Configure the information fields and elements in the frame-body configuration. You can add information elements using addIE(elementID, information) method as shown below. Section 9.4 in [1] lists the information fields and information elements.

% Beacon Interval
frameBodyCfg.BeaconInterval = 100;
% Timestamp
frameBodyCfg.Timestamp = 123456;
% SSID
frameBodyCfg.SSID = 'TEST_BEACON';
% Add DS Parameter IE (element ID - 3) with channel number 11 (0x0b)
frameBodyCfg = frameBodyCfg.addIE(3, '0b');

Assign the updated frame-body configuration object to the ManagementConfig property in the MAC frame configuration.

% Update management frame-body configuration
beaconCfg.ManagementConfig = frameBodyCfg;

Generate the Beacon frame with the updated frame configuration.

% Generate octets for a Beacon frame
beaconFrame = wlanMACFrame(beaconCfg);

By default, the output of wlanMACFrame is a sequence of hexadecimal octets. If you want to generate the MAC frame as a sequence of bits, set the OutputFormat parameter to bits.

% Generate bits for a Beacon frame
beaconFrameBits = wlanMACFrame(beaconCfg, 'OutputFormat', 'bits');

Export WLAN MAC Frames to PCAP or PCAPNG File

The packet capture (PCAP) or packet capture next generation (PCAPNG) file (.pcap or .pcapng, respectively) is a widely used packet capture file format to perform packet analysis.

To capture the packet characteristics, export the generated MAC frames to a PCAP or PCAPNG file by using the wlanPCAPWriter object. You can visualize and analyze the PCAP or PCAPNG file by using a third-party packet analyzer tool such as Wireshark.

Specify the name and extension of the PCAP file. To export the MAC frames to a PCAPNG file, set the file extension to 'pcapng'.

fileName = 'macFrames';
fileExtension = 'pcap';

If a file with the fileName name already exists in the current directory, delete the existing file.

if isfile(strcat(fileName, '.', fileExtension))
    delete(strcat(fileName, '.', fileExtension));
end

Set the packet arrival time in POSIX® microseconds.

timestamp = 124800;

Create a WLAN PCAP file writer object with the specified file name and extension by using the wlanPCAPWriter object.

pcap = wlanPCAPWriter('FileName', fileName, 'FileExtension', fileExtension);

Specify the MAC frames to be exported to the PCAP file.

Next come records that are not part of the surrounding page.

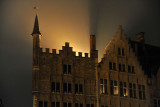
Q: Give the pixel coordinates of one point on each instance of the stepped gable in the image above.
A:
(148, 55)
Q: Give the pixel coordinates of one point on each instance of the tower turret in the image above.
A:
(36, 42)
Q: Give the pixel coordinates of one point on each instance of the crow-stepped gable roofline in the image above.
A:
(36, 26)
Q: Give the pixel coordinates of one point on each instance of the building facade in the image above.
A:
(119, 79)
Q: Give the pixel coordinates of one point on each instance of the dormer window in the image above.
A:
(66, 69)
(121, 51)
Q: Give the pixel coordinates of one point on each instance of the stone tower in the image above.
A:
(35, 69)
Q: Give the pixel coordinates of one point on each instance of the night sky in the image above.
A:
(64, 21)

frames = {rtsFrame, qosDataFrame, beaconFrame};

Write the MAC frames to the PCAP file.

for idx = 1:numel(frames)
    write(pcap, frames{idx}, timestamp);
end

Delete the PCAP file writer object.

delete(pcap);

Visualization of the Generated MAC Frames

You can open the PCAP files containing the generated MAC frames in a packet analyzer. The frames decoded by Wireshark match the standard compliant MAC frames generated using the WLAN Toolbox. This figure shows the analysis of the captured MAC frames in Wireshark.

  • RTS frame

  • QoS Data frame

  • Beacon frame

Conclusion and Further Exploration

This example shows how to generate MAC frames for the IEEE 802.11 standard. You can use a packet analyzer to view the generated MAC frames. To transmit the generated MAC frames over the air, see 802.11 OFDM Beacon Frame Generation and 802.11ac Waveform Generation with MAC Frames.

References

[1] IEEE Std 802.11™-2020 (Revision of IEEE Std 802.11-2016). “Part 11: Wireless LAN Medium Access Control (MAC) and Physical Layer (PHY) Specifications.” IEEE Standard for Information Technology — Telecommunications and Information Exchange between Systems— Local and Metropolitan Area Networks — Specific Requirements.

[2] IEEE Std 802.11ax™-2021 (Amendment to IEEE Std 802.11-2020). “Part 11: Wireless LAN Medium Access Control (MAC) and Physical Layer (PHY) Specifications. Amendment 1: Enhancements for High Efficiency WLAN.” IEEE Standard for Information technology — Telecommunications and information exchange between systems. Local and metropolitan area networks — Specific requirements.